Almost all of us have heard of geothermal energy and probably have a basic understanding of the concept: a hole is drilled into the Earth's surface at least 20 feet down; a pipe is pushed down the hole; heat rises as a result of convection; and that heat is used to warm a house or building using a pump for circulation. The greatest geothermal potential is near fault lines.
However, it may come as a surprise that geothermal energy potential exists almost anywhere on the planet. The fact is, 20 feet below the surface of the earth, the temperature is almost always equal to or greater than the seasonal average air temperature. In other words, even in the dead of winter, geothermal heat remains a constant source of energy and an ideal choice for heating and cooling.
Benefits of Using a Geothermal Heating System for Both Your Home and the Environment
Free Energy - Once you install a geothermal heating system, with the exception of minor maintenance and repairs, you have paid for the costs. That means you can heat your home with a geothermal heating system day and night, all week long, 12 months out of the year, and pay for nothing except the cost of running the circulation pump.
According to the U.S. Government, heating your home with geothermal energy means you can reduce your entire electric bill by between 25 and 50% (1).
Emissions Free - While we rarely think about it, the production of electricity is an incredible pollutant because it generally requires the burning of coal.
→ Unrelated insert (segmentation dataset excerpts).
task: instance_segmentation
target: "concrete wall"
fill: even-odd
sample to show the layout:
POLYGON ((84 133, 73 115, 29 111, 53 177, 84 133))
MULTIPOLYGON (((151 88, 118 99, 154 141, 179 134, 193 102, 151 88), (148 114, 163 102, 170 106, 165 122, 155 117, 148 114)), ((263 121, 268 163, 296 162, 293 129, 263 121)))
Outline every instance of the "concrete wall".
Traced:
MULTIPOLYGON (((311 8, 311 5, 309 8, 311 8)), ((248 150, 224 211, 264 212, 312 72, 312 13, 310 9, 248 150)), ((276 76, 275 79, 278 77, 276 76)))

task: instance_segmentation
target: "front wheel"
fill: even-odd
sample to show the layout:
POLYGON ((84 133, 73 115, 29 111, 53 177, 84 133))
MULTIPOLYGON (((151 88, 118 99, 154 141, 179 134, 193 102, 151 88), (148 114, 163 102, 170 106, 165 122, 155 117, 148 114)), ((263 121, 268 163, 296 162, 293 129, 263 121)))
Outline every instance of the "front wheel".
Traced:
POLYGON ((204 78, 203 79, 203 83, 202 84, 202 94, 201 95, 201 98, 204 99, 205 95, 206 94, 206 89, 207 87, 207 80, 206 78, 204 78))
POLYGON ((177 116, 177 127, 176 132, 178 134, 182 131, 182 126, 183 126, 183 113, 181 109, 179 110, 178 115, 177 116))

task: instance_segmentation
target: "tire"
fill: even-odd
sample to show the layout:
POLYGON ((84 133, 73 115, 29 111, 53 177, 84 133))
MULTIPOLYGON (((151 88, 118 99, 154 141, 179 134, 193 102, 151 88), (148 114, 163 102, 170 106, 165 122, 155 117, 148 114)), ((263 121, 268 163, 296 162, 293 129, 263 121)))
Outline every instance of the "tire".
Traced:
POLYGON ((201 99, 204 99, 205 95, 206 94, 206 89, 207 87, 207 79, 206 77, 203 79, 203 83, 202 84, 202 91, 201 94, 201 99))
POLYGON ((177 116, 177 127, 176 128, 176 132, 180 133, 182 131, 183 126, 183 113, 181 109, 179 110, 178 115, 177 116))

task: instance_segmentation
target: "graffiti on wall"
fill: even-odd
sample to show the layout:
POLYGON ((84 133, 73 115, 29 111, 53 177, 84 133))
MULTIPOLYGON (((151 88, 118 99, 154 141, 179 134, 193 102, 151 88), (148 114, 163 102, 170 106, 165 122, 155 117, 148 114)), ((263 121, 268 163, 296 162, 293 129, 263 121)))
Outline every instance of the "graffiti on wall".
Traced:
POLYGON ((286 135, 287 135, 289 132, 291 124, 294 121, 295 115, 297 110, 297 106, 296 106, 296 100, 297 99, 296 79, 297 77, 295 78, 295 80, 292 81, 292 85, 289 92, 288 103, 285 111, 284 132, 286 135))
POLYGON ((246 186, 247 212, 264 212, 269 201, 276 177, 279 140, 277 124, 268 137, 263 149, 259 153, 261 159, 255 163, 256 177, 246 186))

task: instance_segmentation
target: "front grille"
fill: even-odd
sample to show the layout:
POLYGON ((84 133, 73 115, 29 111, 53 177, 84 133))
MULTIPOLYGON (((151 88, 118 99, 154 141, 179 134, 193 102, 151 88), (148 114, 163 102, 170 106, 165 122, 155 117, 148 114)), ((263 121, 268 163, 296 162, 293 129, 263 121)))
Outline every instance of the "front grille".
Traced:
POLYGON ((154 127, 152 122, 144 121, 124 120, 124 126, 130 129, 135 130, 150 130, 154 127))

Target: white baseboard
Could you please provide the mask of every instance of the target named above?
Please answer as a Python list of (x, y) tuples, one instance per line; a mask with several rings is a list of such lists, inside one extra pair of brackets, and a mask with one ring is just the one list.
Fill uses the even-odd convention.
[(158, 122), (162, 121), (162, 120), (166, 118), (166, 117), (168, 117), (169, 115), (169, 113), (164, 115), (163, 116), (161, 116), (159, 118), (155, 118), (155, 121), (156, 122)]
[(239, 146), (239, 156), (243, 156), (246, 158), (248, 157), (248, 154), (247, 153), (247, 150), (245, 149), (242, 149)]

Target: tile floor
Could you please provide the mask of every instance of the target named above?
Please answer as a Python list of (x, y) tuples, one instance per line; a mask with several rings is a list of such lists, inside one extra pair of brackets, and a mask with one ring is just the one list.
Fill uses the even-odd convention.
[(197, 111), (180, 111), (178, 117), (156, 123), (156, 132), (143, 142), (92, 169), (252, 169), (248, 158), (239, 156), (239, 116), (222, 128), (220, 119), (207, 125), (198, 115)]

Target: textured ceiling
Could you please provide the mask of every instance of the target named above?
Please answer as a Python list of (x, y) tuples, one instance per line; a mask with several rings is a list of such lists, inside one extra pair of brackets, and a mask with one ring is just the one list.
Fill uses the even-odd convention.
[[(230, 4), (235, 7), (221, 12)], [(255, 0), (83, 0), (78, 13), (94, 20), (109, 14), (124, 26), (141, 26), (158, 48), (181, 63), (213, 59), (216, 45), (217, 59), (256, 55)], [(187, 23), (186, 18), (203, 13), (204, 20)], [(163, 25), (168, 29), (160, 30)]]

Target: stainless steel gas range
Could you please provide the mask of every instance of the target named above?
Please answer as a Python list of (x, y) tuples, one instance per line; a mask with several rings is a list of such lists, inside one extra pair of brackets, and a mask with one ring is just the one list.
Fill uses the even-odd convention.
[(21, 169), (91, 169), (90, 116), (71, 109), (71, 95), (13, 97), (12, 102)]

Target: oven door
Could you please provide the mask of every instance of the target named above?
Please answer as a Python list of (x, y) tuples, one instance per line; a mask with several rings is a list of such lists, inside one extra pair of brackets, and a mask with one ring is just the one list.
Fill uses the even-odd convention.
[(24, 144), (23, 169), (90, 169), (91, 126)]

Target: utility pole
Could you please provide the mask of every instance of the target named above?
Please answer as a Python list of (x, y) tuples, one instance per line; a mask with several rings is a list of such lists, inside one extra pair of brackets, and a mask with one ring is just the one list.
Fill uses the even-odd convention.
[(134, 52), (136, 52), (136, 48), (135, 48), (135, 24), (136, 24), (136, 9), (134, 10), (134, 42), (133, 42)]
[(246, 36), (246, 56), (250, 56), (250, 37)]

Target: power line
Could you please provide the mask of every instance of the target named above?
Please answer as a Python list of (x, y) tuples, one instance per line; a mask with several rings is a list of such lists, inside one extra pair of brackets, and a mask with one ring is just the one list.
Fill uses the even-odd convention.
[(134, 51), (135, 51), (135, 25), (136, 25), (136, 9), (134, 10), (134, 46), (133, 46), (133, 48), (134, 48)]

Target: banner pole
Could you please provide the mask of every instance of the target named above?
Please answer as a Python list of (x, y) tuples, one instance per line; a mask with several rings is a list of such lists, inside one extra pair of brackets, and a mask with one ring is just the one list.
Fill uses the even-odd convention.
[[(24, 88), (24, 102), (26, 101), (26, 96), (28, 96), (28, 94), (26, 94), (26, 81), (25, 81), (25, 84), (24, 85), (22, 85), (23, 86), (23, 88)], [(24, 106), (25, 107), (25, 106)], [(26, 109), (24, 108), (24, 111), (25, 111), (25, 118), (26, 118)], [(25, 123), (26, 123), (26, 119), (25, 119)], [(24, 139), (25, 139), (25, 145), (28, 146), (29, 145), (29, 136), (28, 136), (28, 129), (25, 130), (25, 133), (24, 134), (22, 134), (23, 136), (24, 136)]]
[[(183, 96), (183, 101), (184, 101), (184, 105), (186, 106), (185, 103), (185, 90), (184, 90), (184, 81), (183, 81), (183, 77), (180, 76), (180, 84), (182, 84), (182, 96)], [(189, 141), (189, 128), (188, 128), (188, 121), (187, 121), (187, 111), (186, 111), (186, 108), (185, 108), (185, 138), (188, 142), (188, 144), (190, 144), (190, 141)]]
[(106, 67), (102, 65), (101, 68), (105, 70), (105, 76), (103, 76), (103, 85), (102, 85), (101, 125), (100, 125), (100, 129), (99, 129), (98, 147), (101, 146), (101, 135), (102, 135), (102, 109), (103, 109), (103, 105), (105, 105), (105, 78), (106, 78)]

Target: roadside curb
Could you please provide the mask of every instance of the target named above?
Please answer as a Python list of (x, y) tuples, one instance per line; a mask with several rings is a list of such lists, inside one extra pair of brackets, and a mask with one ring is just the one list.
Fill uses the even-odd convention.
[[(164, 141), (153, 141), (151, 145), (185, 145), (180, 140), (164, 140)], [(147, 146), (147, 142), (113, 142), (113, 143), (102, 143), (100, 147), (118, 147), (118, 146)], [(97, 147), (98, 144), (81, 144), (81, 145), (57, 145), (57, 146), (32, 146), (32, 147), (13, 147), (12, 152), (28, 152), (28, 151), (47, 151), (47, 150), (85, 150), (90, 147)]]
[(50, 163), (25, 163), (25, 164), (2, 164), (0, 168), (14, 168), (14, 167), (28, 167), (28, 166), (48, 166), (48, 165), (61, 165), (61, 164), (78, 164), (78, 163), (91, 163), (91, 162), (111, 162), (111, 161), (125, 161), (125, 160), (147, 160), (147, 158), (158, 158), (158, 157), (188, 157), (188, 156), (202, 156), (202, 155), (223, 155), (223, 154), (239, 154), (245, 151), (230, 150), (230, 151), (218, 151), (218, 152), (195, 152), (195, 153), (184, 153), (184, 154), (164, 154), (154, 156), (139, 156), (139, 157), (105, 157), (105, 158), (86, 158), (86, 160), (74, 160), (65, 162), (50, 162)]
While there are a few exceptions--hydroelectric energy production, for example--the vast majority of the energy produced in the United States is a product of burning coal.
According to the Natural Resources Defense Council, power plants in the United States account for over 40% of all our country's emissions (2). In other words, if everyone installed geothermal heating systems in their home, emissions in the U.S. would be at least 10%, possibly even 20%, lower.
Independence - Some people are comforted by the idea of not being reliant on an outside source for their energy needs. By simply connecting the circulation pump to a generator, you can heat your home using geothermal and be entirely off the grid in respect to your heating and cooling needs.